Uno straniero, un centurione, implora Gesù perché guarisca il suo servo paralizzato.

Egli era un uomo che conosceva Dio di Israele e il suo messaggero, Gesù Cristo e lo identifica come il Signore, colui che esercita l’autorità per conto di Dio ed è rivestito della sua potenza.

E’ anche molto umile, così come deve sempre essere l’uomo di fede davanti a Dio: “Non sono degno…”.

L’amore che il centurione esprime in questa toccante supplica per il suo schiavo gravemente malato e sofferente, ha qualcosa di straordinario, soprattutto in considerazione del fatto che gli schiavi erano generalmente trattati con disprezzo.

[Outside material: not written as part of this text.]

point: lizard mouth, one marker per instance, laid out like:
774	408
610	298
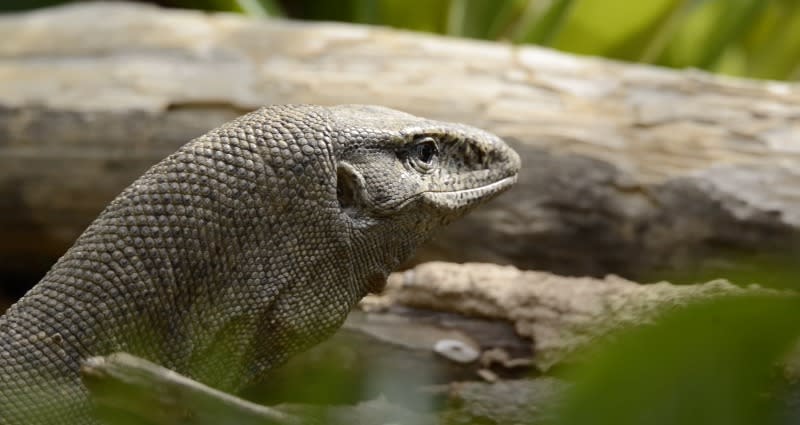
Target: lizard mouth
457	199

– Gesù apprezza la grande fede di quest’uomo: egli era un soldato abituato all’ordine e alla disciplina che, ad ogni livello, erano la forza dell’esercito romano. Lui stesso era perfettamente sottomesso ai suoi superiori. Quando dà un comando ai suoi soldati, sa di avere alle spalle tutta la potenza di Cesare.

Allo stesso modo, era convinto che una sola parola di Gesù (versetto 8) avrebbe mobilitato tutta la potenza di Dio per guarire il suo servo: non era necessario che Gesù lo toccasse, e nemmeno che fosse presente. Che fede magnifica!

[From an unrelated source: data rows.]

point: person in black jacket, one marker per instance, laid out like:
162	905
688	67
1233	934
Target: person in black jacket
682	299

In quel momento, il centurione si sentì dire: “Come hai creduto, così sia fatto a te”: la risposta divina era la misura della fede di quest’uomo.

Entrare nel regno per fede 

i versetti 11 e 12 del brano di oggi sono un solenne riassunto del Vangelo di Matteo. I Giudei si riferivano ai patriarchi come alla stirpe degli eredi della promessa. Rivendicavano i diritti acquisiti per discendenza naturale (Giovanni 8:33, 39). Gesù mostra loro, con la grazia che ha appena mostrato al credente romano, che la porta del regno è aperta a tutti.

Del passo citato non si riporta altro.